I have a light hybrid… a 48V battery connected to an electric motor which charges when the vehicle slows and brakes. The electric motor operates to start the car in motion and as a helper during acceleration.
It significantly increases mpg.
The solution is already there. If the motor companies had devoted resources to developing hybrid alternatives, getting costs down, these would be readily acceptable to consumers. They would make a substantial reduction in tail-pipe emissions – if that’s the aim.
I am surprised it ever took off. Even if you were motivated by environmental concerns it was clear from the outset that these vehicles have terrible environmental consequences on many levels. And then of course the minor matter of sitting on top of a giant battery which if it were to catch fire you would have to be fleet of foot to escape the situaton alive. The fire from a lithium battery is very difficult to put out. You can’t smother it because it will just re-ignite. And just look at the damage a small battery can do. It is completely insane. I would like to attribute it to faddishness but this fad is worse than that. It suggests a wilful blindness which doesn’t bode well.
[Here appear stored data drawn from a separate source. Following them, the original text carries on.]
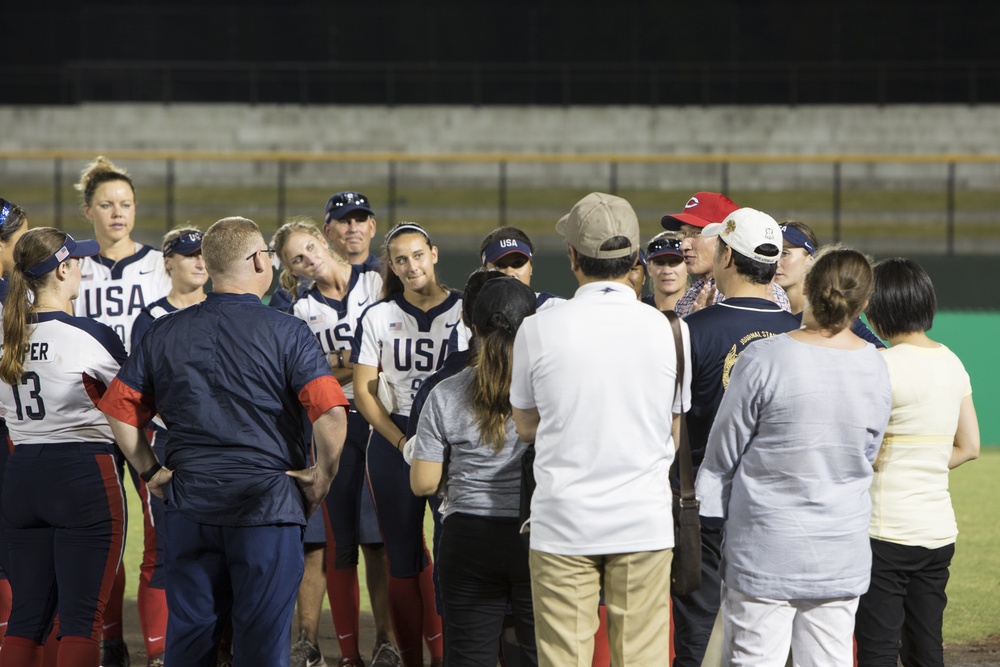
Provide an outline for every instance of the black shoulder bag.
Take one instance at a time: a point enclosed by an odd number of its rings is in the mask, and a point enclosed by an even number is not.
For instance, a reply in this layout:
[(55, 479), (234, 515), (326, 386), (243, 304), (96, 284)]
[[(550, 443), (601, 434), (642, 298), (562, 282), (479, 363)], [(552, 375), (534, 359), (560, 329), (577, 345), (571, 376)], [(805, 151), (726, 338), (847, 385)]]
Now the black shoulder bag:
[[(684, 338), (681, 318), (672, 310), (664, 312), (674, 331), (677, 350), (677, 385), (675, 396), (681, 395), (684, 378)], [(691, 444), (688, 442), (687, 420), (681, 415), (680, 442), (674, 465), (680, 475), (680, 494), (674, 491), (674, 557), (670, 566), (670, 592), (687, 595), (701, 588), (701, 519), (699, 502), (694, 494), (694, 472), (691, 466)]]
Always when you do something based on ideology you will come unstuck. We see all the fight back against gender ideology that tries to go against the wishes and morals of ordinary people. The same is true regarding everything to do with climate change and the policies associated with it. The science in the first place is not science as we have come to know it. It is a manufactured post modern science that tries to convince people that models put together by government funded data adjusters represent scientific truth and policies must be out in place (Net Zero) to deal with the crisis that the manufactured science projects will occur. ——This is POLITICS, not science. It is a pseudo-scientific fraud, and despite mainstream media bludgeoning the public with scary climate stories on a daily basis the people are not falling for the scam. They may well fall for the idea that the climate is all changing, even though that is really evidence free nonsense, but they are not falling for the solutions to this manufactured crisis. People know best how to spend their own money and they do not want electric cars, heat pumps and all the other pretend… Read more »
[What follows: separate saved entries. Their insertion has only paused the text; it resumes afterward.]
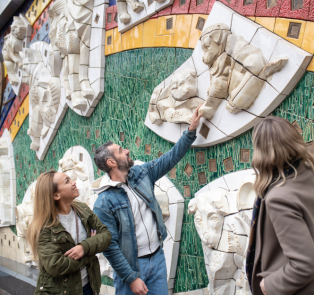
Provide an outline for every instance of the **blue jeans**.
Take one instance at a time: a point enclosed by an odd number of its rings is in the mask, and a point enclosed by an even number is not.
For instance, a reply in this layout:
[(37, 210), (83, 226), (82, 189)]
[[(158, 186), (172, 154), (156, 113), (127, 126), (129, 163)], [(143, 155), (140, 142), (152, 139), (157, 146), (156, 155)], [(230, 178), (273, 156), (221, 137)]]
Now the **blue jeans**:
[[(167, 268), (164, 251), (160, 249), (150, 258), (138, 258), (140, 266), (140, 279), (146, 284), (147, 295), (168, 295)], [(116, 295), (132, 295), (128, 283), (123, 283), (114, 272), (113, 284)], [(84, 294), (85, 295), (85, 294)]]
[(85, 285), (83, 287), (83, 294), (84, 295), (94, 295), (93, 289), (90, 286), (90, 283), (88, 283), (87, 285)]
We have found ourselves in this trap or conundrum and it is up to us to find a way out of it. We know the spiel and the mind control tactics. We can move beyond this with the right understanding and approach. Because the corporate approach is pure destruction and evil and the removal of evrything human.
“[the] notion of a quick transition away from petrol was always barmy”.
Quick or slow, it doesn’t matter. Barmy either way.
I’m going to get my 100 year old Chrysler out the garage.